Occupancy in the neighborhood ranks in the top quartile among 889 metro neighborhoods and is in the top decile nationally, indicating stable absorption for workforce and family households. The area’s housing stock skews renter-occupied (about 94% of units), signaling a deep tenant base and reinforcing demand for professionally managed multifamily assets. Median home values are elevated for the borough context, which tends to sustain reliance on rental housing and supports pricing power for well-managed properties.
Within a 3-mile radius, households expanded over the last five years and are projected to continue growing, even as average household size trends lower. This mix points to a larger renter pool over time and supports occupancy stability. Median household incomes are rising from a low base, and rent-to-income levels indicate some affordability pressure; for investors, this argues for active lease management and amenity-value positioning rather than purely top-of-market premiums.
Average neighborhood construction dates to the late 1950s, while this asset was built in 1991. The comparatively newer vintage can be a competitive advantage versus older walk-up stock, though investors should still plan for modernization of aging systems and potential common-area upgrades to capture demand and maintain retention.

Safety outcomes in the surrounding neighborhood trail national norms, based on comparative indicators. However, recent trends show year-over-year declines in both property and violent offense estimates, suggesting gradual improvement. As with any Urban Core location, prudent security design, lighting, and resident engagement programs can help support on-site safety and retention.
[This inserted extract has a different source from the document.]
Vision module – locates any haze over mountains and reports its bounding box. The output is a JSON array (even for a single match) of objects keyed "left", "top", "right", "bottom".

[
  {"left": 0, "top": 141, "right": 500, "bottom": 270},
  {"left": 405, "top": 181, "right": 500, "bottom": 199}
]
- Disney ABC Television Group — media offices (5.96 miles)
- Cognizant — technology consulting (6.04 miles)
- Cognizant Technology Solutions — technology consulting (6.08 miles) — HQ
- Loews — diversified holding company (6.10 miles) — HQ
- Ralph Lauren — apparel & lifestyle brand offices (6.16 miles) — HQ
Nearby corporate offices within commuting range underpin renter demand through diverse white-collar employment, including media, technology consulting, retail/apparel, and travel services.
1451 Crotona Pl offers scale for its niche at 21 units with larger average floor plans (~1,056 sq. ft.), aligning with family-oriented demand in this Bronx Urban Core location. Neighborhood occupancy is strong and renter-occupied share is high, supporting leasing stability and a broad tenant base. Elevated ownership costs in the area reinforce reliance on rentals, while, according to CRE market data from WDSuite, the neighborhood’s amenity density and top-quartile occupancy positioning compare favorably to many metro peers.
Built in 1991, the property is newer than much of the surrounding housing stock, providing relative competitiveness versus older assets. Investors should plan for targeted system modernization and common-area upgrades to drive retention and rent trade-outs, balancing this with careful affordability and lease management given observed rent-to-income levels and below-average school scores. Long-run demand is supported by a growing household count within 3 miles and dense employment access across multiple industries.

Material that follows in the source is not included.